With the use of CAD/CAM, AI methods are able to design onlays, inlays, crowns and bridges with greater accuracy, and design considerations can be customised to each particular case; therefore, this is a crucial tool for prosthetic dentistry.

In the field of periodontics, AI implementation has been utilised to efficiently categorise patients into those with chronic or aggressive periodontitis based on their previous and existing immune profile. This streamlines the treatment by accurately providing a diagnosis on which dental experts can focus.

Apart from the contributions of AI methods to direct patient care, the support it is able to offer dentists and dental professionals has truly transformed the idea of the typical dental office and chair. AI is being used in dental offices as voice commands for tasks that are a hindrance, can be interrupting and even taxing when repetitious for both dentists and the related staff. Enabling tasks to be hands-free not only improves efficiency in practice but also limits contamination, operative time in one sitting, and can be extended to eventually integrate more useful features within the dental chair—for example, monitoring breathing rate, anxiety levels and measuring weight and height.
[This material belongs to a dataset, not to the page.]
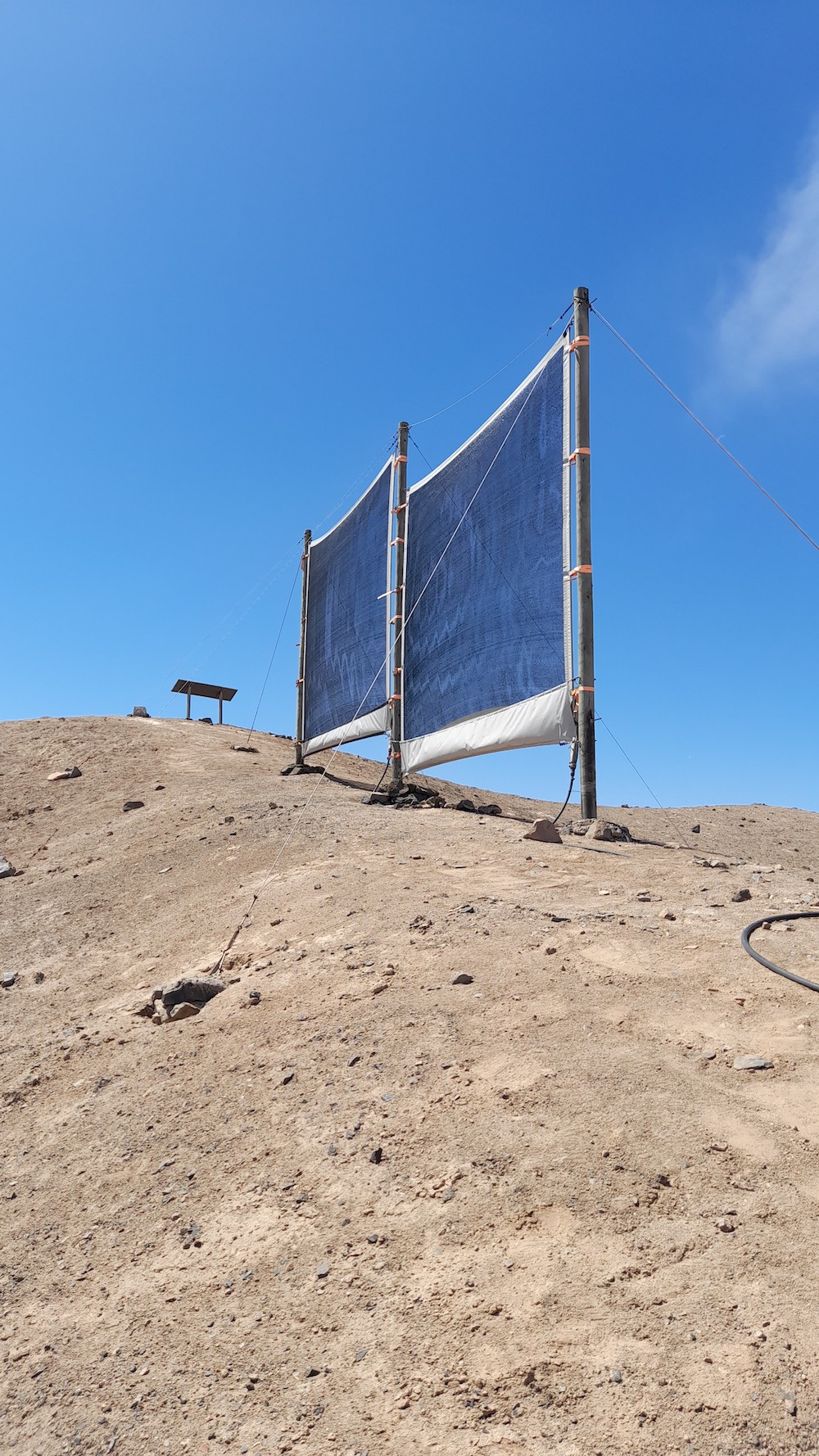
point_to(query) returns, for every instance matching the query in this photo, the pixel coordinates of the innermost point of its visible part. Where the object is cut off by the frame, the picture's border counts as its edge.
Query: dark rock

The extension of this method of care and practice can start from when the patient is at home, by giving access to emergency dental services as discussed earlier, as well as with the use of teledentistry allowing patients to receive a certain amount of care before reaching the dental office. Scheduling and rescheduling appointments and follow-ups, managing insurance and reimbursement claims, taking a detailed medical history, dental history and history of habits—these can all be taken care of before seeing the dental professional. This allows dental experts to have the full picture before they even see the patient, reduces time and is a more streamlined approach to patient care.
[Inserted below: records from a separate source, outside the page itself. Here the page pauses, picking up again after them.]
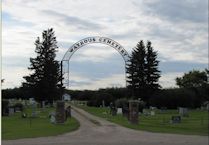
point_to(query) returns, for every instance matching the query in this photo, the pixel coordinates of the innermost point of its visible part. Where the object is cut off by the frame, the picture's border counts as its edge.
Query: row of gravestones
(132, 112)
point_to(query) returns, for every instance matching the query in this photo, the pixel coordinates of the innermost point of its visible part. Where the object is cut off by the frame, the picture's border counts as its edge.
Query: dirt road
(97, 131)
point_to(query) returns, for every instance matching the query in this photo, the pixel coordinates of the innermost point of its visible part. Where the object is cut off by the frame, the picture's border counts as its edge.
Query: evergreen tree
(45, 81)
(143, 73)
(152, 72)
(136, 70)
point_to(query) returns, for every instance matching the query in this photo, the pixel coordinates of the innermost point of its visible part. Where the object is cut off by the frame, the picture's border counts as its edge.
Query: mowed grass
(16, 127)
(195, 124)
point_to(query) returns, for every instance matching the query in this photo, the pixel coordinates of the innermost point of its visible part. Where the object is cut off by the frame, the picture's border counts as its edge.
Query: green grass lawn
(195, 124)
(16, 127)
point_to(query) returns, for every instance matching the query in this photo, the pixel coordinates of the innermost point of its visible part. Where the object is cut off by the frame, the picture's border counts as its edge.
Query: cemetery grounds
(195, 124)
(16, 127)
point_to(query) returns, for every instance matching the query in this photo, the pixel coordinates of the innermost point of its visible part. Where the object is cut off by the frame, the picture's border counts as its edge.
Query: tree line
(45, 81)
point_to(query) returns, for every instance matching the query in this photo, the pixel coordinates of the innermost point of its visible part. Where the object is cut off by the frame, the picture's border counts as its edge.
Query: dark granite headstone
(134, 111)
(5, 107)
(60, 112)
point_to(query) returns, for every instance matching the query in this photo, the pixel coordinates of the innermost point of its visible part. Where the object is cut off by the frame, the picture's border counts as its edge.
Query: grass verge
(195, 124)
(16, 127)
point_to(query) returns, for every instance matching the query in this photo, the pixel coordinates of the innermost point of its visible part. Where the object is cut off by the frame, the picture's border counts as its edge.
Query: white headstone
(31, 101)
(66, 97)
(183, 111)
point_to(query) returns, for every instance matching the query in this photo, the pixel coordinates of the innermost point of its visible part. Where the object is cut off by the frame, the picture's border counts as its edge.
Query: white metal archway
(83, 42)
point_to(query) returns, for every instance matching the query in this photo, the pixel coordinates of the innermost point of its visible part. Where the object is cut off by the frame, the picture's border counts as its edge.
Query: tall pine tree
(143, 73)
(136, 70)
(152, 72)
(45, 81)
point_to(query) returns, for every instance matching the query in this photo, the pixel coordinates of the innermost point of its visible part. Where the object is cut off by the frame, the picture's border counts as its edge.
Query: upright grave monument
(134, 111)
(60, 112)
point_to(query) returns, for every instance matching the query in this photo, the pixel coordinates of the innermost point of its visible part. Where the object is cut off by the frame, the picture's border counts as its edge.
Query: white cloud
(178, 30)
(115, 80)
(168, 80)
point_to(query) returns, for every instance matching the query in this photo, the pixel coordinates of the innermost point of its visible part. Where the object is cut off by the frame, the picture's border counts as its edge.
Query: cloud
(116, 80)
(186, 10)
(178, 31)
(72, 20)
(167, 80)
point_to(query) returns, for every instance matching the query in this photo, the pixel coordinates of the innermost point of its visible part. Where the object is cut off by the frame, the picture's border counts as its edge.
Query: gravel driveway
(97, 131)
Overall, the most exciting part of AI is innovation. Being able to statistically offer studies and examples of how it is already having an impact on the dental workforce in terms of efficiency, proper standardisation and precision, are transformative on a larger scale. Unarguably, the advancements in AI are reconstructing and remodelling the foundation of healthcare in a manner that leaves little room for opposition. The possibilities are endless, and where AI takes us is only up to science-supported imagination.